MUNICH. Chancellor Angela Merkel of the Christian Democratic Union and Vice Chancellor Guido Westerwelle of the Free Democratic Party presented the ruling coalition's austerity plan yesterday in Berlin.
Bavarian Minister President Horst Seehofer, head of the coalition's third member party, the Christian Social Union, was notably absent at the presentation. Designed to save more than 80Eur billion by 2014, the plan aims to comply with a law passed last year known as the "Schuldenbremse", or debt brake, which limits government borrowing to a maximum of 0.35 percent of gross domestic product by 2016.

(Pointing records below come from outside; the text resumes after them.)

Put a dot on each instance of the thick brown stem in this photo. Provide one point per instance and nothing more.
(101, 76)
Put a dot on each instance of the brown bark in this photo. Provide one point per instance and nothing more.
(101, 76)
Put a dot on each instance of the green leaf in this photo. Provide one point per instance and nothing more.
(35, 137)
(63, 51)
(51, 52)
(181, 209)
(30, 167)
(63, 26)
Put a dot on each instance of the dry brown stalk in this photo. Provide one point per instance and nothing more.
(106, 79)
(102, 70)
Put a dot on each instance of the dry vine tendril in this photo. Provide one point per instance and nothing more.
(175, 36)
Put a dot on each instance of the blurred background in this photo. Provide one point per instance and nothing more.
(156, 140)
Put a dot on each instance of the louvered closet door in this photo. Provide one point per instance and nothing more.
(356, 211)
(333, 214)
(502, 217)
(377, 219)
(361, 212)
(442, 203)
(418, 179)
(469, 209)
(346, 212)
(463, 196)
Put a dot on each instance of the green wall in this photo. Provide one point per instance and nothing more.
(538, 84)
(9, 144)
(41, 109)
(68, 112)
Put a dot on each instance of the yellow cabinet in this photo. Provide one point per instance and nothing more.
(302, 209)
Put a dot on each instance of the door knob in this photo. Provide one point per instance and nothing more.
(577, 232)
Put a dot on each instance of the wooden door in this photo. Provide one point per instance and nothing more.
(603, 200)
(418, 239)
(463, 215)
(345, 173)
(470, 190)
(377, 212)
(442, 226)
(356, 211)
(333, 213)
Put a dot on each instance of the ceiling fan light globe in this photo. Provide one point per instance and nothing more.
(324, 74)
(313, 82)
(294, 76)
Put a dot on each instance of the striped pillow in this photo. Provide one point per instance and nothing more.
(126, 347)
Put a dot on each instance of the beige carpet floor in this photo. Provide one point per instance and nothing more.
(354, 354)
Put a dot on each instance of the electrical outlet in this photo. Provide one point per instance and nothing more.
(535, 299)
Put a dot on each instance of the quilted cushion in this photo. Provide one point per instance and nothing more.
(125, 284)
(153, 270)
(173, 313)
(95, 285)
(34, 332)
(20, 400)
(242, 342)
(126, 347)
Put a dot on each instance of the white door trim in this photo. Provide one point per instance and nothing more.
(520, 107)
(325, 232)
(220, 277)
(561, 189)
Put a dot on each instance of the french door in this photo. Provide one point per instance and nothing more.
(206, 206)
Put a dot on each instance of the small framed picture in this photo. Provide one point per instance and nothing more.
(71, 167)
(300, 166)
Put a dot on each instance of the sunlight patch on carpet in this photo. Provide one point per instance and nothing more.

In a victory for Westerwelle, the plan contains no increases in value-added or sales taxes. Instead, the proposals include cutting government jobs and the defense budget, as well reducing unempoyment benefits. New taxes will be levied on nuclear power plants and airline passengers. The opposition Social Democrat, Green and Left parties rushed to criticize the government's proposals, mostly on the basis of proposed cuts in social spending. Other critics note that the proposed savings of 11.2 billion euro for 2011 amount to only four percent of the year's budget and do not go far enough.
The pan-European strategy of emphasizing saving meets with considerable skepticism both at home and abroad, however, since many analysts fear a reduction in consumer spending which will result in overall contraction of Europe's economies. A lively debate over the coalition's plan in the Bundestag is certain.